If there is a buying pressure, the sell iceberg order can move higher and if there is no volume because the price is too high, the order can move back a little bit.

Sunday, 17 January 2010

Technical Analysis

I tried lots of tools, but these are the ones that really work for me:

1. Market Profile
2. Order Flow
3. Volume
4. Price Action

The purpose of these tools are to understand the underlying forces that move the market and spot the setups where the market is one sided, and that is the situation where the market tends to go in one direction. These tools work together and confirm each other. If not, our interpretation of the market is probably wrong.

Market Profile helps find the fair value. We trade the price but the price does not reflect the fair value all the time. When the price moves away from the fair value, that is an opportunity and two things could happen. The price moves back to the fair value or the fair value follows the price. The first one is a ranging market, the second one is a trending one. It is obvious that we need to follow different strategy in a ranging and trending market. Market Profile helps identify the relationship between price and fair value and helps choose the right trading strategy.

Reading Order Flow is the ability to understand the price movement from the ladder. The size of the orders and how they change for certain actions help us understand the real intentions of the market participants.
Market Profile tells what the market is doing, Order Flow tells why it is doing.

Volume measures the success of the auction in one direction. It shows if the market participants accept or reject certain price levels. Fair value attracts the most volume of trade.
In my opinion, this is the only useful indicator.

Price action helps find the situation where one side of the market trapped or the market is one sided for certain reason. Steidmayer said: "Price movement is influenced by participant willingness to hold on to positions." (Trading with Market Profile 153. p.). Understanding this is the key to make money in the market.

Saturday, 16 January 2010

Purpose of this blog

I start this blog because I want to collect my knowledge on the market and on trading. I do this because I want to be a consistently successful trader. I tried several trading methods and styles and realized that these are the requirements for successful trading:

1. Trading psychology.
2. Money management.
3. Trading edge.

Trading psychology means we can wait patiently for the good setups and we do not trade when there is no setup. It means if we win or lose, that does not alter our mentality and we can stay calm. It means if we expect something to happen and it does not happen, we can accept it and move to the next setup. It means that we accept that the market is stronger than us and we cannot beat the market. It means a solid self-esteem in our trading ability that we can make money with trading. It means we know that our psychology is designed to survive and this is counterintuitive in the trading but we can control ourselves and we can make money. If we want to make money, we need to overcome our weaknesses instead of beating the market.
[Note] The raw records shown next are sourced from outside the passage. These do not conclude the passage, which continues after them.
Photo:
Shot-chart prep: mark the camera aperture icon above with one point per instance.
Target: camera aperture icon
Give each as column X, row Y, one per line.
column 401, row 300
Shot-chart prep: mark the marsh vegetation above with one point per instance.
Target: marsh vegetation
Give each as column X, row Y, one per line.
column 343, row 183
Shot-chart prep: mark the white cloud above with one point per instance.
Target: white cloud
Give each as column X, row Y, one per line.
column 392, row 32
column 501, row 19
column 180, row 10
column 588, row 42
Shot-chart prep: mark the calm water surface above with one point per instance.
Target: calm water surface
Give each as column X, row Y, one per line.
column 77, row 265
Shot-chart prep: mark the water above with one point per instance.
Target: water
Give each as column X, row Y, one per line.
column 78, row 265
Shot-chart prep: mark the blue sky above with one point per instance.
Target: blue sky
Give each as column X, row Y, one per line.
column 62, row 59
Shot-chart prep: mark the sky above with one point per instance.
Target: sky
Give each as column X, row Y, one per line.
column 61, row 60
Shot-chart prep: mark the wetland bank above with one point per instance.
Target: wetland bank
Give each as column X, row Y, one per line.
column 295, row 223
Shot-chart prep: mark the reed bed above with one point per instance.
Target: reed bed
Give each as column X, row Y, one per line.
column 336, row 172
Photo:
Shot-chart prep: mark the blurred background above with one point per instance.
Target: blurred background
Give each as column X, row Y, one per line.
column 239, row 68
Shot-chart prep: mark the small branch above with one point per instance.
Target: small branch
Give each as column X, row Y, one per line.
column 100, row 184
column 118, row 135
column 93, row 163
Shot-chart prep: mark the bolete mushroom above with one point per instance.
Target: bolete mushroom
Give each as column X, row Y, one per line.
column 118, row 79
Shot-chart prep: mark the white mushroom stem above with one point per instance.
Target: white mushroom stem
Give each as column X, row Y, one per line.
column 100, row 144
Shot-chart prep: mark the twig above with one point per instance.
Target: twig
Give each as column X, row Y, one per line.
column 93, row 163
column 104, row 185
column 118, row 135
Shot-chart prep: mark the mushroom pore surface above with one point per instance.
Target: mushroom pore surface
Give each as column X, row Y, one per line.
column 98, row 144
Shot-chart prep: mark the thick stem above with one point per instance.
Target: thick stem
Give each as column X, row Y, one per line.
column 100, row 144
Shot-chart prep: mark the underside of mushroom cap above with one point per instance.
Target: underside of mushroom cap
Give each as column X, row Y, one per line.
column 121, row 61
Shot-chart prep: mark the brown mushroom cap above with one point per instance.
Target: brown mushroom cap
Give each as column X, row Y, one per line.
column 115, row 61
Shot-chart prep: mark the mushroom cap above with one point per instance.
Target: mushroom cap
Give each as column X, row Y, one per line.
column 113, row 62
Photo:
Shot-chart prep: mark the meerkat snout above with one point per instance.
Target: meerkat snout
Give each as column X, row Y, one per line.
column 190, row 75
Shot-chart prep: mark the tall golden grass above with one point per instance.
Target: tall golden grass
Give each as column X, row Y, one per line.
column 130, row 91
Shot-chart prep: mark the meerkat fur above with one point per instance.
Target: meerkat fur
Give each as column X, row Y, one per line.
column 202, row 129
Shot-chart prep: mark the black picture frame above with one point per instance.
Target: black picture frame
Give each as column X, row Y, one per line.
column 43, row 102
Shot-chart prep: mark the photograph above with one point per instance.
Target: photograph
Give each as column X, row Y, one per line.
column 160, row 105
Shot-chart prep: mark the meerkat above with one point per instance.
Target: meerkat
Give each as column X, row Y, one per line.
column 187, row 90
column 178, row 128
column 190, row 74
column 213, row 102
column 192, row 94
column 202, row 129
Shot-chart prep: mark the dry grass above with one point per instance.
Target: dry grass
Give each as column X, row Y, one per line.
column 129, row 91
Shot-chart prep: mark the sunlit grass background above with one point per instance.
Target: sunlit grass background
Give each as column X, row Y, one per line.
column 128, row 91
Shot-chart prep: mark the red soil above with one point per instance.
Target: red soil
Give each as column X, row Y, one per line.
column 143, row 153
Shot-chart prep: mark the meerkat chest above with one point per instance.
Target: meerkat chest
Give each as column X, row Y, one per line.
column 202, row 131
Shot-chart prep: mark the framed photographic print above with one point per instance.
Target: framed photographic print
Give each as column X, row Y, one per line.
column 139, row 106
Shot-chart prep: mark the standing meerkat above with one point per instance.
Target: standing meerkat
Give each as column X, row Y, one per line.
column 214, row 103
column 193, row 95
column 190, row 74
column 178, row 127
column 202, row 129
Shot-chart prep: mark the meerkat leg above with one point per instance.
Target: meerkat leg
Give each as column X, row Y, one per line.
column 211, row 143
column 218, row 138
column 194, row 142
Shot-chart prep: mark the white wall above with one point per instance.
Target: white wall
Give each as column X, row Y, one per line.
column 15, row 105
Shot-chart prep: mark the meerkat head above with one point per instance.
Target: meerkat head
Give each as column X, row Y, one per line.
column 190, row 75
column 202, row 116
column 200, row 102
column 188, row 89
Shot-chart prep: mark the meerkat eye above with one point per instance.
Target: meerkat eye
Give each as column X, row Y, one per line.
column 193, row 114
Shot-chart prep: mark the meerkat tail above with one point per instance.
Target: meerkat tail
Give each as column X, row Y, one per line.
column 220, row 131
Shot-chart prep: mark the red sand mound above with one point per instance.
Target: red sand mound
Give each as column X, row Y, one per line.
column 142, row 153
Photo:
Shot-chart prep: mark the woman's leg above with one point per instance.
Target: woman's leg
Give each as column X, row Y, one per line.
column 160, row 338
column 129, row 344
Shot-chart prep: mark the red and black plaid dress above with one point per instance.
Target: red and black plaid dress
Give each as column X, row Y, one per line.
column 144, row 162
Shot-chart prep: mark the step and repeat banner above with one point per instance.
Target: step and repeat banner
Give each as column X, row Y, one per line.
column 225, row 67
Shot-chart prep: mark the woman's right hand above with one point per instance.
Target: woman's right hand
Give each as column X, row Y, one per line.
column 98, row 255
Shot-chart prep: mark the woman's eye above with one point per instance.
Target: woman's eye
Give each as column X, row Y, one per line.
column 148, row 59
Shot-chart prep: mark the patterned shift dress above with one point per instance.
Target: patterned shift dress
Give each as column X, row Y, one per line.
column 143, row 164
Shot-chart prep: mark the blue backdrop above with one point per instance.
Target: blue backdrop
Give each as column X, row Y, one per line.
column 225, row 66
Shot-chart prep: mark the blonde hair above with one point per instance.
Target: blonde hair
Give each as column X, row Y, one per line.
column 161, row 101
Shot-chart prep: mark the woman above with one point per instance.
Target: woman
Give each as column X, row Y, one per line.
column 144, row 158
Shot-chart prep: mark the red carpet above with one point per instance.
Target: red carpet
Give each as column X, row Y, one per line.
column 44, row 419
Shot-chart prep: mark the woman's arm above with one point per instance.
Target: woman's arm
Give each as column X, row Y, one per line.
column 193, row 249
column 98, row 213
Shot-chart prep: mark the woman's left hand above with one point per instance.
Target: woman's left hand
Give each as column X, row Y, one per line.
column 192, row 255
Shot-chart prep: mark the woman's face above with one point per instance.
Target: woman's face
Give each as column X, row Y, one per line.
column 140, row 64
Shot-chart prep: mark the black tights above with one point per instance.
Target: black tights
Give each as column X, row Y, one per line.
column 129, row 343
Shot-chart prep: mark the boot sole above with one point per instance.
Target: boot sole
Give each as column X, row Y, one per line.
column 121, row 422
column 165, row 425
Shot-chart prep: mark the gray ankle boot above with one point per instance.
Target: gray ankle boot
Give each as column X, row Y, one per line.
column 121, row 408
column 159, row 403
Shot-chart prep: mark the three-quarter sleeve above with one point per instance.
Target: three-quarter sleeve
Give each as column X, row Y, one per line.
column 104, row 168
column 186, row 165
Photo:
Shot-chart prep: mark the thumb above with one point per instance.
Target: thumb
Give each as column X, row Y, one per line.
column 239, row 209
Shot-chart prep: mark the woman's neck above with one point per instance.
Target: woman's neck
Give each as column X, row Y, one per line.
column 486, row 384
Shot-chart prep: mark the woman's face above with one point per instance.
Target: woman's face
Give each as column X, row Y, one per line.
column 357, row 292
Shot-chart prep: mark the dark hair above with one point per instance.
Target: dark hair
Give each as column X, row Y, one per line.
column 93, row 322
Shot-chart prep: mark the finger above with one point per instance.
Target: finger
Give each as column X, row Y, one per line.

Money management means we know how much money we can risk. It means we know when we can and should increase or decrease our position size to gain the most profit.

Trading edge means we can use the trading tools to spot the high probability low risk setups. It means we can find situations where the market is one sided and the probability is high that it will go in one direction. If we understand how the market works, it is easy to spot these setups.